History
Church of St. Martin was built in the fourth quarter of the 13th century on the initiative and foundation of Wojsław Borek, the owner of the village. Originally it was a parish church, first recorded in documents in 1388, when a priest named Mikołaj was mentioned. At the end of the 14th or the beginning of the 15th century, Jan Borek Gryżyński translocated the village to a new place, where the church of St. Barbara was built, to which parish was transferred over time. In 1512 Gryżyna was bought by Maciej Gostyński, and then village and the church became the property of the Staręski, Gołutowski and Mąkowski families. The last renovation of the church was carried out in 1737-1738, from the end of the eighteenth century it fell into disrepair. In 1953, the ruins were renovated.
Architecture
The church was orientated towards the cardinal sides of the world, an early Gothic building consisting of a nave on a rectangular plan with dimensions of 8.5 x 11.6 meters and a narrower chancel ended with a straight wall. The church was built of irregularly shaped erratic stones, joined with mortar, forming massive walls 1.4 meters thick for a sacral structure.
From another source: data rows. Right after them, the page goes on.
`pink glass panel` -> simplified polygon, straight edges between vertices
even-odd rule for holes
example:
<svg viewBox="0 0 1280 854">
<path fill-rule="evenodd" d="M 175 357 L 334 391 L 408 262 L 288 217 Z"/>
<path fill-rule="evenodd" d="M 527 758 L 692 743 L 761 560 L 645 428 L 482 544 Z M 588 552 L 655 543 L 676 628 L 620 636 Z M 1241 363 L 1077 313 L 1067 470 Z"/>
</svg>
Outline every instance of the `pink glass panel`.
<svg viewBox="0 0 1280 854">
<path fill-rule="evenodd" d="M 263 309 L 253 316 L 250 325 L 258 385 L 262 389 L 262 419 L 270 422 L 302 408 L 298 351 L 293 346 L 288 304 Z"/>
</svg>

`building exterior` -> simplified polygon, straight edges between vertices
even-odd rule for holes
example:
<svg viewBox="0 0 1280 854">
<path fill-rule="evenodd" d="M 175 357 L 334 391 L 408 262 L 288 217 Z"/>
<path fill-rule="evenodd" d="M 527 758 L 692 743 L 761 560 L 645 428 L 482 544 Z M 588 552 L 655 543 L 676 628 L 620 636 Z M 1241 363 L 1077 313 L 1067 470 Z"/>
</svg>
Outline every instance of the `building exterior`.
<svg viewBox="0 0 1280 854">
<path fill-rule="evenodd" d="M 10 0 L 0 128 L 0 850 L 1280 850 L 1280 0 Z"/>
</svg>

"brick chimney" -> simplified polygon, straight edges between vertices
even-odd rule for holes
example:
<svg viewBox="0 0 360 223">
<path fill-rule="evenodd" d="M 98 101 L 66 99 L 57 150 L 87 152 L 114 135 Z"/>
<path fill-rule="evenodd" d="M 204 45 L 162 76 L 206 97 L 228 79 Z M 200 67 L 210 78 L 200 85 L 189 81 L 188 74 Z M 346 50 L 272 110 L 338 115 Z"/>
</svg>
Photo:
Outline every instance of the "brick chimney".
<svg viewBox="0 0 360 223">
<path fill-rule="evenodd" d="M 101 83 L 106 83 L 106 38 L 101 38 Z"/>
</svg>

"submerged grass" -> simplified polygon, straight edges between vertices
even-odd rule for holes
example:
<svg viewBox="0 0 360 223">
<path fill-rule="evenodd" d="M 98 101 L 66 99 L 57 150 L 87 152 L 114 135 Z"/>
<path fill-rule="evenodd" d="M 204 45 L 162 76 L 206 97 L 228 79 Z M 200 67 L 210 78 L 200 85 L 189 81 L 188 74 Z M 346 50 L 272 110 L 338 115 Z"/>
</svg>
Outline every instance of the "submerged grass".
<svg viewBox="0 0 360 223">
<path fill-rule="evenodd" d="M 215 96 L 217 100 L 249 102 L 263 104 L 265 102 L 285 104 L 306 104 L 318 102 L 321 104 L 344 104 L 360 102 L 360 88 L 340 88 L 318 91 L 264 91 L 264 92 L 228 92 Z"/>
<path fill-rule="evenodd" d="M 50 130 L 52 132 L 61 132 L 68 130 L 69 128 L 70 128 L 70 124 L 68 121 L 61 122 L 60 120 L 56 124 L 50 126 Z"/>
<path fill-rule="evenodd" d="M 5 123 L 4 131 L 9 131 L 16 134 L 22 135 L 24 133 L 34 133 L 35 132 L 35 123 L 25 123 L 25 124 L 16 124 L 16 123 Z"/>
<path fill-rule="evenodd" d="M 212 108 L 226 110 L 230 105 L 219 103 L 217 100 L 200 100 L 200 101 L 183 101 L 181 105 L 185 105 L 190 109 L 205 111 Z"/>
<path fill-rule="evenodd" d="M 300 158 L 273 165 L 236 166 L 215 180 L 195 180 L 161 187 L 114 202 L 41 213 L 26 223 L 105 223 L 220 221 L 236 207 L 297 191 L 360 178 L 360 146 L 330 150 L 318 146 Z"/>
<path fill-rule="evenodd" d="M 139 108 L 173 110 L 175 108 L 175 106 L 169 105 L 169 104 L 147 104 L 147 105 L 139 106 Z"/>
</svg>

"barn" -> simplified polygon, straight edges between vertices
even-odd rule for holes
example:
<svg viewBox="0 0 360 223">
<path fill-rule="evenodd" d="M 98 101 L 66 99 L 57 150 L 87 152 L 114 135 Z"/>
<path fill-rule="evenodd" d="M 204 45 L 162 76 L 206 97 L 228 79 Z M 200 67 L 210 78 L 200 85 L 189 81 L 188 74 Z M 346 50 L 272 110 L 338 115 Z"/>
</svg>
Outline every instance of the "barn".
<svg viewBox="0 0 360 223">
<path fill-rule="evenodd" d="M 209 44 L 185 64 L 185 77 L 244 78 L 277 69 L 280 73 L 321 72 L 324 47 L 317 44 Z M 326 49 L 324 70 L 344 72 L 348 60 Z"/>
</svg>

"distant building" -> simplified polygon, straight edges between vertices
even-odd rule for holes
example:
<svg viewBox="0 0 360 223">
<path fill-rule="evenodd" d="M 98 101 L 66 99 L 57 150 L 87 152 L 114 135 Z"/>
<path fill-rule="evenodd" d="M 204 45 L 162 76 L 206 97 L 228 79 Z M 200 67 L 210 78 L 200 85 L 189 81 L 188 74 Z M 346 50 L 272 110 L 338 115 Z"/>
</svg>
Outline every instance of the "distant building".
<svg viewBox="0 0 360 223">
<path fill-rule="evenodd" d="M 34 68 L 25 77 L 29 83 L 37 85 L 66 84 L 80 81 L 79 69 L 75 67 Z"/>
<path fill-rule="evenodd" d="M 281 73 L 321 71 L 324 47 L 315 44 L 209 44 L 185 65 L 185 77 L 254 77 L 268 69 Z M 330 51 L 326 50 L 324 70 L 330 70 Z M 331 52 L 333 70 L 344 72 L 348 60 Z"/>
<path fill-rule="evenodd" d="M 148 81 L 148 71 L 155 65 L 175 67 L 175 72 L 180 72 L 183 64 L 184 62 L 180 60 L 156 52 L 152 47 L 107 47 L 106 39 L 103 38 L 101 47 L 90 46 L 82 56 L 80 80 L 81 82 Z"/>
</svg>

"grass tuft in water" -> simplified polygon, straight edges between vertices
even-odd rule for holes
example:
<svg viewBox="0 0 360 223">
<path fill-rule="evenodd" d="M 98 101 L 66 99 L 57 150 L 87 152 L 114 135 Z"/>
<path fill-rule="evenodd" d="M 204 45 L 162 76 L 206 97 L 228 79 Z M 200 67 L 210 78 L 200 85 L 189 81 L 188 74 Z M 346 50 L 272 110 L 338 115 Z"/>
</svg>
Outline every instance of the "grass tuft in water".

Two portals led to the interior of the nave, west and south, both closed with pointed arches. In the southern wall of the nave and the chancel, there were three splayed windows, while the northern wall, in line with the medieval building tradition, there aws no windows, which could be of practical significance (little sunlight) or symbolic (identifying the north with the forces of evil). There was a single, pointed window in the east wall of the chancel.
Inside the chancel, it was separated from the nave by a arcade topped with an ogival arch, devoid of moulding or impost cornices, very austere. The interior of the chancel was originally supposed to have a cross vault, although the walls were not supported by buttresses, and the nave was covered with a timber ceiling. Overall, the dark interior was simple and crude.
Current state
The church is preserved in the form of the ruin. The perimeter walls of its nave and chancel, 6-7 meters high, have been preserved to this day. In the chancel faint traces of the vault are supposedly visible, the chancel arcade and the stoup in the wall at the southern entrance have also survived. Admission to the monument is free.
bibliography:
Maluśkiewicz P., Gotyckie kościoły w Wielkopolsce, Poznań 2008.
Tomala J., Murowana architektura romańska i gotycka w Wielkopolsce, tom 1, architektura sakralna, Kalisz 2007.